January 10, 2015 – Timothy Lee “Tim” Drummond was born on April 20, 1940 in Canton Illinois. Journeyman bassist Tim Drummond, who performed with Neil Young, Crosby, Stills and Nash and Bob Dylan among many more rock legends, passed away January 10th, 2015 the St. Louis County, Missouri coroner’s office confirmed to Rolling Stone. No cause of death was given but investigators revealed there was no trauma.
In his early years Drummond performed and recorded with country and R&B stars in the 1960s in South Carolina, Illinois and, later in the decade, Cincinnati, Ohio. He played rockabilly with Conway Twitty, funk with James Brown and vintage R&B with Hank Ballard before moving to Nashville where he played on sessions with Joe Simon, Fenton Robinson, Jimmy Buffett and Charlie Daniels, among others.
When Neil Young traveled to Nashville to work on his brilliant Harvest album, Drummond visited the studio and became a member of the Stray Gators with the drummer Kenny Buttery and pedal steel guitarist Ben Keith. Drummond would continue to record and tour with Young on albums and concerts that did not involve his primary backing band Crazy Horse. He also toured with Crosby, Stills, Nash & Young as well as record and tour with CSN and the duo of Crosby and Nash. He contributed to every studio LP the singer-songwriter released from 1974’s On the Beach to 1980’s Hawks & Doves. Drummond was also a member of Young’s short-lived backup bands the Shocking Pinks, the Stray Gators and the International Harvesters. After reuniting with the Harvest crew for 1992’s Harvest Moon, Drummond’s two-decade-long tenure with Young ended with the rocker’s 1993 MTV Unplugged performance.

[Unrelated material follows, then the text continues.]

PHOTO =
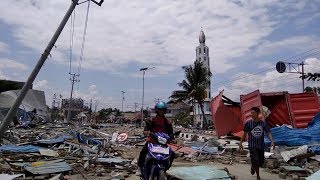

Moving to California led to Drummond becoming one of the most in-demand session bassists, often paired with drummer Jim Keltner (Tim and Jim in the engine room). Together they were the rhythm section on CSNY’s 1974 tour, during which time Drummond met Dylan. He would later join his band during during Dylan’s Christian gospel phase, co-writing “Saved.” Drummond also appears on multiple albums by J.J. Cale, Ry Cooder and Graham Nash, and played on hit records by Don Henley, Bette Midler, Paula Abdul and Jewel.
Drummond co-wrote songs with many of the artists he worked with, including: “Saved” (Bob Dylan), “Who’s Talking” (J.J. Cale), “Saddle Up The Palomino” (Neil Young), and “Down In Hollywood” (Ry Cooder). He is credited as the sole writer of “I Want to Lay Down Beside You” on the 1972 album Tracy Nelson/Mother Earth.
Drummond’s credits run deep and diverse and include the Beach Boys’ 16 Big Ones, Don Henley’s Building the Perfect Beast, a trio of Ry Cooder albums and Jewel’s Pieces of You. The bassist performed alongside legends Miles Davis, John Lee Hooker and Taj Mahal on Jack Nitzsche’s score for the 1990 film The Hot Spot and collaborated with the likes of James Brown, Lonnie Mack, Rick Danko, J.J. Cale and John Mayall through the years.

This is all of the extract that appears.